3. I know, the more one sickens, the worse at ease he is; and that he that wants money, means, and content, is without three good friends; that the property of rain is to wet, and fire to burn; that good pasture makes fat sheep, and that a great cause of the night is lack of the sun; that he that hath learned no wit by nature or art may complain of good breeding, or comes of a very dull kindred.
LOW PITCH.
1. Mid the flower-wreathed tombs I stand,
Bearing lilies in my hand.
Comrades, in what soldier-grave
Sleeps the bravest of the brave?
Is it he who sank to rest
With his colors round his breast?
Friendship makes his tomb a shrine:
Garlands veil it; ask not mine.
2. God, thou art merciful. The wintry storm,
The cloud that pours the thunder from its womb,
But show the sterner grandeur of thy form.

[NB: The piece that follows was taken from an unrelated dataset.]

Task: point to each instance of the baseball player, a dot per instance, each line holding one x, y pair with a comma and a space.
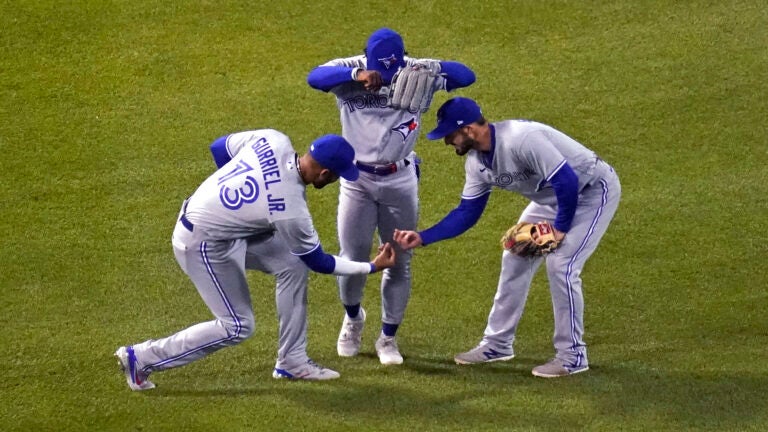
252, 213
386, 194
569, 186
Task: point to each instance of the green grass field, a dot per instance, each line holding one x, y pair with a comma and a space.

The lightnings glancing through the midnight gloom,
To Faith's raised eye as calm, as lovely, come
As splendors of the autumnal evening star,
As roses shaken by the breeze's plume,
When like cool incense comes the dewy air,
And on the golden wave the sunset burns afar.
3. O thou Eternal One! whose presence bright
All space doth occupy, all motion guide;
Unchanged through Time's all-devastating flight;
Thou only God!—there is no God beside!
Being above all beings! Three-in-one!
Whom none can comprehend, and none explore;
Who fill'st existence with Thyself alone;
Embracing all, supporting, ruling o'er;
Being whom we call God, and know no more!
VERY LOW PITCH.
1. When in the silent night all earth lies hushed
In slumber; when the glorious stars shine out,
Each star a sun, each sun a central light
Of some fair system, ever wheeling on
In one unbroken round, and that again
Revolving round another sun; while all,
Suns, stars, and systems, proudly roll along
In one majestic, ever-onward course,
In space uncircumscribed and limitless,—
Oh! think you then the undebased soul
Can calmly give itself to sleep,—to rest?

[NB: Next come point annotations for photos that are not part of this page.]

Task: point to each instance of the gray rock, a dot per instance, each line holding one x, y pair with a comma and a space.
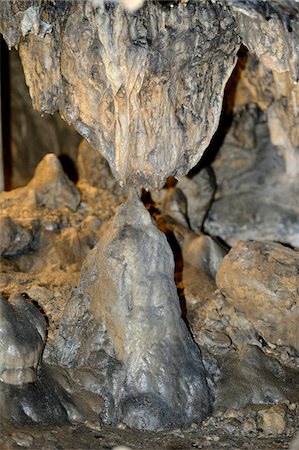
248, 376
199, 191
22, 340
257, 196
145, 89
28, 394
187, 203
125, 322
260, 280
14, 238
51, 188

2. Go stand upon the heights at Niagara, and listen in awe-struck silence to that boldest most earnest and eloquent, of all Nature's orators! And what is Niagara, with its plunging waters and its mighty roar, but the oracle of God, the whisper of His voice who is revealed in the Bible as sitting above the water-floods forever?
3. The drums are all muffled; the bugles are still;
There's a pause in the valley, a halt on the hill;
And the bearers of standards swerve back with a thrill
Where the sheaves of the dead bar the way:
For a great field is reaped, heaven's garners to fill;
And stern Death holds his harvest to-day.